Can you please explain to me how can I use materialized views to replicate a subset of the data of a table based on the comparison of the date found in a column with the current time.
The logical query would be of type

where date_column < sysdate - 7;


I was able to create a writeable materialized view that contained all the data from my base table. I then ran a delete on the mview, deleting all data

where date_column < sysdate - 7;


However, on the next fast refresh, instead of getting just the new and modified data, all of the data, including the one I deleted was reinserted. I always thought that mlogs would store the rowids of the modified records and move these. Of course I was wrong as explained by the documentation on writeable mviews.

So, is there a way to replicate just a subset of data from a table based on a comparison with a date that is not in the same table?

Thank you very much,

and Tom said...

the goal, the sole goal, of a materialized view is to synchronize the materialized view with the defining table(s).


when you refresh a writeable materialized view, the data - by definition - will be whatever is in the defining table(s).
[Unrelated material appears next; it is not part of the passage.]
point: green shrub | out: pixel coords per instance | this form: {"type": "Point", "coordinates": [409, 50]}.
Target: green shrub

If you use sysdate, you cannot fast refresh - your refresh was a complete refresh. Read only materialized views cannot fast refresh with sysdate either.


You would have to use a complete refresh of this particular materialized view - or go to a more sophisticated method, such as golden gate, where you would stream over the modifications and periodically delete the old data. A changes only materialized view is not going to work here.



think about for a minute...

In order for "create materialized view mv refresh fast as select * from t where date_column > sysdate-7" to work - we'd have to put a "delete" record into the materialized view log every time sysdate advanced by one second and a new record(s) was to be deleted.

If the materialized view log were to be used, we would need to know

a) NEW records
b) MODIFIED records
(so far, so good)

c) records to be deleted.... we can get the records that were really deleted, but how would you suggest to record all of the records that need to be deleted based on the "date_column > sysdate-7" constraint? every second, we'd have to poll the table to find any records that would need to be deleted!!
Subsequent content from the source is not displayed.